Dava ve ceza zaman aşımı olmak üzere iki türü vardır. Dava zaman aşımı, bir suçla ilgili olarak soruşturma ve kovuşturma yapılmasına engel olurken; ceza zaman aşımı kesinleşmiş mahkûmiyet hükmünün infazını engellemektedir. Bir başka ifadeyle dava zaman aşımının gerçekleşmesi hâlinde artık açılan davaya devam edilememekte, davanın düşmesine karar verilmekte; ceza zaman aşımı hâlinde ise kesinleşmiş mahkûmiyet hükmü infaz edilememektedir.

Dava zaman aşımı sürelerinin belirlenmesinde ilgili suç için kanunda öngörülen soyut cezanın üst sınırı göz önünde bulundurulur. Dava zaman aşımı kesildiğinde, zaman aşımı süresi yeniden işlemeye baslar. Zaman aşımı durduğunda ise daha önce işleyen süreler korunur ve durma sebebi ortadan kalktığında zaman aşımı kaldığı yerden işlemeye devam eder. Kişinin işlediği suçtan dolayı yargılanıp belli bir cezaya mahkûm olmasına ve bu cezası da kesinleşmesine rağmen; kesinleşme tarihinden itibaren belli bir zamanın geçmesi nedeniyle devletin cezanın infazından vazgeçmesine ceza zaman aşımı denilmektedir.

Şikayetten Vazgeçme

Soruşturulması ve kovuşturulması şikâyete bağlı suçlarda, şikâyet hakkına sahip olan mağdur veya suçtan zarar gören kişinin, bu hakkını usulüne uygun şekilde kullandıktan sonra şikâyetinin geçersiz sayılmasına yönelik olarak yaptığı irade açıklamasına şikâyetten vazgeçme denir. Şikâyetten vazgeçme fiili işleyen herkes hakkında sonuç doğurur.
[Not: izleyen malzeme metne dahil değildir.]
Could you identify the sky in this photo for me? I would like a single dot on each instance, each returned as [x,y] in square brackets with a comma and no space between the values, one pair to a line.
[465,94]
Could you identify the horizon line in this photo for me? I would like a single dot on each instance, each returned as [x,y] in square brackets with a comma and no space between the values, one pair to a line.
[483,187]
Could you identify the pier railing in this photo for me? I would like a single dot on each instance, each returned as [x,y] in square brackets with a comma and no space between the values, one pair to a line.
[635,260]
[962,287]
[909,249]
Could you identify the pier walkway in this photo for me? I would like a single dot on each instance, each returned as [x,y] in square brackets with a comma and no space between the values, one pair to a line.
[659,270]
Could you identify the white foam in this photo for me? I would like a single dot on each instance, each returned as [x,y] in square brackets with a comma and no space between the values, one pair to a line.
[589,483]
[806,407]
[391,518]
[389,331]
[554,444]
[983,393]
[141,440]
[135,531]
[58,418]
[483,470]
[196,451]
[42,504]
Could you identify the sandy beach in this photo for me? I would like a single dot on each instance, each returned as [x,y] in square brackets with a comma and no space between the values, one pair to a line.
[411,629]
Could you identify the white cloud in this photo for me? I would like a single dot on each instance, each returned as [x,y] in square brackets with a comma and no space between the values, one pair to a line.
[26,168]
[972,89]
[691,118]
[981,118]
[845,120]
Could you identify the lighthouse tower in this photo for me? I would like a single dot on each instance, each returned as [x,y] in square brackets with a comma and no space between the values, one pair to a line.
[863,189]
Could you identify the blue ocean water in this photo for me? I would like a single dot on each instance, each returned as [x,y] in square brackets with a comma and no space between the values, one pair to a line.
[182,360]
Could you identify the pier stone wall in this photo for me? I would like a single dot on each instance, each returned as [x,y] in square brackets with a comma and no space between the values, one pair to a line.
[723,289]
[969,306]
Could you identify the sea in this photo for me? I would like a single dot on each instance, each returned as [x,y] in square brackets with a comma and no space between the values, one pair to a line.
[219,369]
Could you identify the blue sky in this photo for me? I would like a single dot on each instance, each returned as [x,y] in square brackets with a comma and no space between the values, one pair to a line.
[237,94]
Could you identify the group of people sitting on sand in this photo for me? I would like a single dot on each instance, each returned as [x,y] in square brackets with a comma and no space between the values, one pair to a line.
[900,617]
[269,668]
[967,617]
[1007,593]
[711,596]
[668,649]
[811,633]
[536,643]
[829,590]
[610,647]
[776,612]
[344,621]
Türk Ceza Kanununun Yer Bakımından Uygulanması

TCK’nın 8. maddesinin birinci fıkrasındaki “Türkiye’de işlenen suçlar hakkında Türk kanunları uygulanır.” şeklindeki düzenlemeyle mülkilik prensibine yer verilmiştir. Suçun kanun tanımında yer alan icra hareketlerinin tamamı Türkiye’de gerçekleştirilebileceği gibi, bir kısmı da gerçekleştirilebilir.

Diplomatik dokunulmazlık, bir hukuka uygunluk sebebi değil, suçun işlendiği yer kanunu bakımından bir şahsi cezasızlık sebebidir.

Devletin, yabancı bir ülkede, kim tarafından işlendiğine bakılmaksızın, kendi varlığına, yüksek çıkarlarına karşı bir suç işlenmesi hâlinde bu suçları cezalandırmasına imkân tanıyan ilkeye koruma ilkesi denilmektedir.

Suçluların İadesi

Suçluların iadesi kurumunun amacı, bir ülkede suç işledikten sonra diğer bir ülkeye kaçan kişinin cezasız kalmasını ve böylece bir ülkenin yabancı suçlulara sığınak teşkil etmesini önlemektir. İade, uluslararası hukuka göre bir hak olarak kabul edilen “sığınma hakkı”nın istisnasını oluşturur.

İade ancak yabancı bir ülkede, yani Türkiye’nin egemenlik alanı dışında işlenen suçlar bakımından uygulanır.

Uluslararası sözleşmeler gereği, siyasi suç olmasına rağmen terör suçları, soykırım ve insanlığa karsı suçlar, devlet başkanının kendisine veya aile bireylerine yönelik kasten öldürme veya yaralama suçları siyasi suçların iade edilmezliği prensibinin dışında tutulmaktadır.

Geri Vermede Usul

Geri verme kural olarak, iki devlet arasında diplomatik bir ilişkinin kurulmasını gerekli kılar. Talepte bulunan devlet bir talepname düzenleyerek, geri verme talebini sanık veya hükümlünün bulunduğu devlete iletir. Talepnameyi alan devlet kendi iç hukukuna göre inceleyerek karar verir.